Auch für den Einsteiger ist die richtige Technik zum Rudern auf einem solchen Gerät schnell erlernt. Besonders wichtig ist es, ab ruhige, gleichmäßige Bewegungen zu achten. Eine gute Sitzposition ist ebenso wichtig, wie eine gleichmäßige Kraftverteilung zwischen Armen und Beinen. Vor Beginn gilt es, den richtigen Widerstand einzustellen. Man sollte zunächst mit einem geringen Widerstand beginnen und diesen steigern, so wie die eigene Leistungsfähigkeit verbessert wird. Man sollte einen Trainingsrhythmus anstreben, bei dem pro Minute 20 Ruderbewegungen ausgeführt werden. Die ideale Trainingsdauer für Anfänger beträgt 15 Minuten. Einem Trainingstag sollte ein trainingsfreier Tag folgen, da Muskelwachstum in der Ruhephase erfolgt.

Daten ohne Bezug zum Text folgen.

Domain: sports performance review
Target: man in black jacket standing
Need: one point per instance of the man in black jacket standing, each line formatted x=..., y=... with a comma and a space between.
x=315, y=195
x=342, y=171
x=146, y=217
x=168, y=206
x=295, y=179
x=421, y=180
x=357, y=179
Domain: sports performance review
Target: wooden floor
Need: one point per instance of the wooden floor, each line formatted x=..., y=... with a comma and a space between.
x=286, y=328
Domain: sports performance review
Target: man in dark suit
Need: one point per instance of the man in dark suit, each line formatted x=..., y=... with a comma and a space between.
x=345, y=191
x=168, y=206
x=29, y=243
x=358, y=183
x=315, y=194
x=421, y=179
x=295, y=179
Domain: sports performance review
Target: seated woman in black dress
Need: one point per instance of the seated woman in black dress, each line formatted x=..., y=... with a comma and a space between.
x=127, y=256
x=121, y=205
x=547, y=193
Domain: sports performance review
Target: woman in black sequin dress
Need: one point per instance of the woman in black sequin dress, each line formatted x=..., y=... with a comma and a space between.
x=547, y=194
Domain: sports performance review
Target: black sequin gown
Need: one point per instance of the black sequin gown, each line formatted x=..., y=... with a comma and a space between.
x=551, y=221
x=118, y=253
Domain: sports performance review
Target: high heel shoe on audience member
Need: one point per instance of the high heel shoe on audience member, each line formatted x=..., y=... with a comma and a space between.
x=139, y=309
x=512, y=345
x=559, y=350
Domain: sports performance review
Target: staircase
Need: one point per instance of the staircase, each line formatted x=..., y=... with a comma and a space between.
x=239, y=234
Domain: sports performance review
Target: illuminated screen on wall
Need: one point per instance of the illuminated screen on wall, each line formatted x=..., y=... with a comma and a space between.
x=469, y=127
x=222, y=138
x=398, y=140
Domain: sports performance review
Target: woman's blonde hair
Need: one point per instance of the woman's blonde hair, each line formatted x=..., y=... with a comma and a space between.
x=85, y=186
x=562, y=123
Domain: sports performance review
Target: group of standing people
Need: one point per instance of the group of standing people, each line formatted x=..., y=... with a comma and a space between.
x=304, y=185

Die richtige Belastung finden

Um optimale Trainingsergebnisse zu erzielen ist es wichtig, die richtige Intensität der Übung zu erzielen. Bei einer zu geringen Belastung ist das Training nicht effektiv. Eine zu hohe Belastung hingegen führt meistens dazu, dass man nicht die gesamte Trainingszeit durchhalten kann und kann außerdem zu Schäden an den Muskeln führen. Bei regelmäßigem Training stärken sich Muskulatur und Leistungsfähigkeit, so dass die Trainingsintensität immer wieder angepasst werden sollte. Für effektives Training sollte man bis an die Leistungsgrenze herankommen, ohne diese jedoch zu überschreiten. Mit einem Pulsmesser lässt sich dieser Wert am besten bestimmen.

Ruder Ergometer
Die Widerstandseinheit des Waterrower Rudergeräts

Das richtige Gerät finden

Beim Kauf des Ruderergometers sollte man darauf achten, dass sich der Widerstand möglichst stufenlos verstellen lässt. Man sollte außerdem in ein Gerät mit Trainingscomputer investieren. So kann man voreingegebene Trainingsprogramme benutzen und auch Werte wie zurückgelegte Distanz, gesamte Trainingszeit und Schlagfrequenz überprüfen. Meistens lassen sich die Computer auch mit einem Activity-Tracker verbinden, so dass ein Rudergerät Teil einer persönlichen Fitnessroutine werden kann.